The national push to grade schools has slammed into an unexpected roadblock, causing even supporters to question the validity of the widely celebrated A-F system that Florida started 14 years ago.
Thank former Florida Education Commissioner Tony Bennett.
“This conversation was coming,” said Anne Hyslop, an education policy analyst for the nonpartisan New America Foundation. “The actions of Tony Bennett and his staff, and what happened in Indiana, made it come sooner. ...
“What happened in Indiana undermined a lot of the accountability principles that Tony Bennett seemed to want to uphold.”
In his zeal to ensure the credibility of a fledgling grading system in Indiana, Bennett decided to tweak the formula as state superintendent in 2012 when it became clear that one school — run by a political supporter — wasn’t on track for the A grade he believed it deserved.
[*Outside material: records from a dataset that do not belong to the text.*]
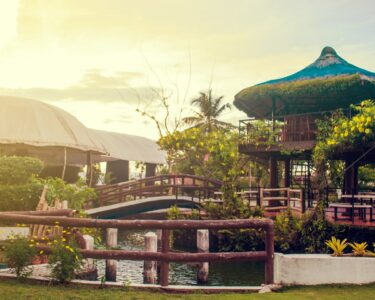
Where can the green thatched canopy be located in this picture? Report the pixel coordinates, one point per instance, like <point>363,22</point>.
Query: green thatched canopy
<point>327,84</point>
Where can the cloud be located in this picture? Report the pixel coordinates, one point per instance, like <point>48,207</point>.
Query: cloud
<point>94,86</point>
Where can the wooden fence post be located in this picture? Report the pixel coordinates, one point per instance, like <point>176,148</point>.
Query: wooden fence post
<point>110,264</point>
<point>164,266</point>
<point>203,245</point>
<point>270,254</point>
<point>303,201</point>
<point>149,267</point>
<point>89,240</point>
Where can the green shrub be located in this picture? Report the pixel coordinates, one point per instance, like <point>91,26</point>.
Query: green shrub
<point>287,232</point>
<point>76,194</point>
<point>18,170</point>
<point>20,197</point>
<point>64,260</point>
<point>315,230</point>
<point>19,254</point>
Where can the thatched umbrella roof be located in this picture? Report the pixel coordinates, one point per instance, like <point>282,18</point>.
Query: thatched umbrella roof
<point>327,84</point>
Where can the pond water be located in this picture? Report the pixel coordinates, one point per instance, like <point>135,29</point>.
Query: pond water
<point>229,274</point>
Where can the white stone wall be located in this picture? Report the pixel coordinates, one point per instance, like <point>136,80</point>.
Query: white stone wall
<point>312,269</point>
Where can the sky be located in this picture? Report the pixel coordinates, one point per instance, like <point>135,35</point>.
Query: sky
<point>102,59</point>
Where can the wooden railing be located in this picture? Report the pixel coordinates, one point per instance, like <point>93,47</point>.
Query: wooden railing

The story exploded last week, just days after Bennett conducted a more public rejiggering of Florida’s school grading system. He resigned Thursday, leaving questions about whether A-F school grading can be fair and equitable.
Emboldened critics are calling for school grading to end.
“The events of the past month prove that it is subject to public and private manipulation by politicians,” Christine Bramuchi of Fund Education Now, a Central Florida group, said in a news release. “It is an unfair and arbitrary system that hurts children, teachers and our state.”
The teachers union in Indiana called for an immediate suspension of their state’s grading.
Joining the chorus of concern, although at a lower pitch, were some national policy analysts who in the past had offered some of the most full-throated support for school grades as the policy spread across the country.
“I don’t know that we’ve been careful enough or transparent enough about what is driving these school grades,” said Michael Petrilli, executive vice president at the right-leaning Thomas B. Fordham Institute.
Petrilli said Bennett’s actions in Indiana highlighted that school grades often are based on judgment calls.
“We should be clear about that, and then be cautious about what decisions we make with them,” he said. “We might need to be more careful about tying high stakes to them.”
In Florida, schools stand to get or lose money based on their grades. Teachers and principals can lose their jobs because of the grades. Families market their homes based on the grades.
A LOT ON THE LINE
With so much on the line, Petrilli suggested, “We have got to be really sure that we are identifying these schools correctly.”
It’s more of an art than a science, said Andy Smarick, a former New Jersey deputy education commissioner who has helped create some models.
“No matter which components you put in the system, no matter how you weight them, you are always going to have some schools that pop up” as seeming to be graded against common sense, Smarick said.
“Schools are really complicated organizations, and when you try to simplify them down to a single letter grade, this is one of the consequences.”
Offering single grades might help parents and the public identify schools with high performance on the measures, he said, but “you are going to miss part of the story.”